Zwölf Parlamentarier wurden Opfer des NS-Terrors

Wien (PK) - Rechter Hand vom Eingang in das Obere Vestibül befindet sich eine Gedenktafel für jene zwölf österreichischen Parlamentarier, die zwischen 1938 und 1945 vom nationalsozialistischen Terrorregime ermordet wurden. Diese hatten in der Ersten Republik vier verschiedenen Parteien angehört und die Entwicklung des Landes maßgeblich vorangetrieben. Umso tragischer war ihr Leidensweg, der für manche Mandatare schon 1934 begann.

ROBERT DANNEBERG

Das wohl prominenteste Opfer des NS-Terrors war Robert Danneberg. Geboren am 23. Juli 1885 in Wien, studierte er nach der Matura Ius und promovierte zum Doktor der Rechte. Bereits in jungen Jahren hatte sich Danneberg der Arbeiterjugend angeschlossen und bekleidete wichtige Funktionen im "Verband Jugendlicher Arbeiter", dem Vorläufer der Sozialistischen Jugend. 1907 wurde Danneberg Sekretär der Sozialistischen Jugendinternationale, die ihren Sitz in Wien hatte.

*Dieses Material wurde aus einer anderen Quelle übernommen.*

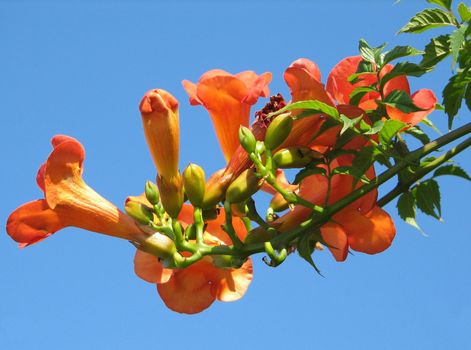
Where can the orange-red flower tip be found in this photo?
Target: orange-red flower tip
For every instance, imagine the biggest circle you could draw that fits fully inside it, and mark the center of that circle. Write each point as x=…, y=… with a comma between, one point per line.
x=228, y=98
x=159, y=110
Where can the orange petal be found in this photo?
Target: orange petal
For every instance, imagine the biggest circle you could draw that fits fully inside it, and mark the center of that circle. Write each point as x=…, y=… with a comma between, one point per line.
x=303, y=79
x=33, y=222
x=159, y=110
x=76, y=203
x=371, y=233
x=189, y=290
x=257, y=85
x=223, y=97
x=424, y=99
x=336, y=239
x=149, y=268
x=231, y=284
x=397, y=83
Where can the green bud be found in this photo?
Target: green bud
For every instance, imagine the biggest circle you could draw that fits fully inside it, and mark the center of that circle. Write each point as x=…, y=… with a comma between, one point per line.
x=194, y=182
x=138, y=211
x=260, y=147
x=295, y=157
x=278, y=131
x=152, y=193
x=243, y=187
x=247, y=139
x=278, y=203
x=171, y=194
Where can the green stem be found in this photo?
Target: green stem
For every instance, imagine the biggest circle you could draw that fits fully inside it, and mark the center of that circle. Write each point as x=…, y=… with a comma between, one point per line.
x=403, y=187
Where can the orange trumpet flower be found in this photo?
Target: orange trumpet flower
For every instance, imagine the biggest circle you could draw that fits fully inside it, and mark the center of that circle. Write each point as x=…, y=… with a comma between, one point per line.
x=69, y=201
x=363, y=226
x=195, y=288
x=228, y=98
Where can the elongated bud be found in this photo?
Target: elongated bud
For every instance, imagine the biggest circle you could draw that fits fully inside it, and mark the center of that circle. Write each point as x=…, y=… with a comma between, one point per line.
x=247, y=139
x=243, y=187
x=138, y=211
x=159, y=111
x=171, y=194
x=157, y=244
x=152, y=193
x=278, y=131
x=215, y=190
x=278, y=203
x=194, y=182
x=295, y=157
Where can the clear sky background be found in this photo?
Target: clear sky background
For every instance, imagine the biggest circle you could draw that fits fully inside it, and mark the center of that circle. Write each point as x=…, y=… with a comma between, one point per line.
x=81, y=68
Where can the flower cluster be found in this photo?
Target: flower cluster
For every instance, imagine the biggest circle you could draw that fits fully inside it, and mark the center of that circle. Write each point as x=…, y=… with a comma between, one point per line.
x=199, y=252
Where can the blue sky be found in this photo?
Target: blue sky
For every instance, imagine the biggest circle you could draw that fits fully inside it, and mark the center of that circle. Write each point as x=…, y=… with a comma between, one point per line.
x=81, y=68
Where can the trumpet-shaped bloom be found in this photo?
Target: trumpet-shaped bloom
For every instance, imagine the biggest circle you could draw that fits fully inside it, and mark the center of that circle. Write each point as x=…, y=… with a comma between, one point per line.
x=340, y=89
x=195, y=288
x=363, y=226
x=228, y=98
x=159, y=110
x=68, y=201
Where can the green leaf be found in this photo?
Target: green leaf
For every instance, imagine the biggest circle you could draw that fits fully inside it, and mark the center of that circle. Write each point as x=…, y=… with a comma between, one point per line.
x=305, y=247
x=416, y=132
x=401, y=100
x=435, y=51
x=400, y=51
x=308, y=172
x=453, y=94
x=349, y=123
x=311, y=105
x=370, y=54
x=427, y=194
x=403, y=68
x=406, y=208
x=456, y=42
x=390, y=129
x=443, y=3
x=452, y=169
x=358, y=93
x=428, y=19
x=464, y=11
x=376, y=128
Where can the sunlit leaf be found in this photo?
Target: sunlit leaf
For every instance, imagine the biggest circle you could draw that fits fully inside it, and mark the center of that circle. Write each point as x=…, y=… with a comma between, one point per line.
x=428, y=19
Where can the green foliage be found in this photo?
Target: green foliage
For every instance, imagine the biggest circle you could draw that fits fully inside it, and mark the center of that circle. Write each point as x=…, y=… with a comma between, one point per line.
x=401, y=100
x=451, y=169
x=443, y=3
x=454, y=93
x=428, y=19
x=312, y=106
x=435, y=51
x=400, y=51
x=427, y=195
x=404, y=68
x=406, y=208
x=389, y=130
x=464, y=11
x=419, y=134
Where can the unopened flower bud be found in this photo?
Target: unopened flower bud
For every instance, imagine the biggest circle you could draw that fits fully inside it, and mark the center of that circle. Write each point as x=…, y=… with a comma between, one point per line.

Bis 1918 war Danneberg weiters in der Zentralstelle für das Bildungswesen der Sozialdemokraten tätig und war literarischer Leiter des Parteiverlages. 1919-1932 war er Parteisekretär der SdP. Nachdem Danneberg 1919/20 schon der Konstituierenden Nationalversammlung angehört hatte, war er von November 1920 bis zum Februar 1934 überdies Abgeordneter zum Nationalrat, wo er bald zu den führenden Repräsentanten seiner Fraktion zählte.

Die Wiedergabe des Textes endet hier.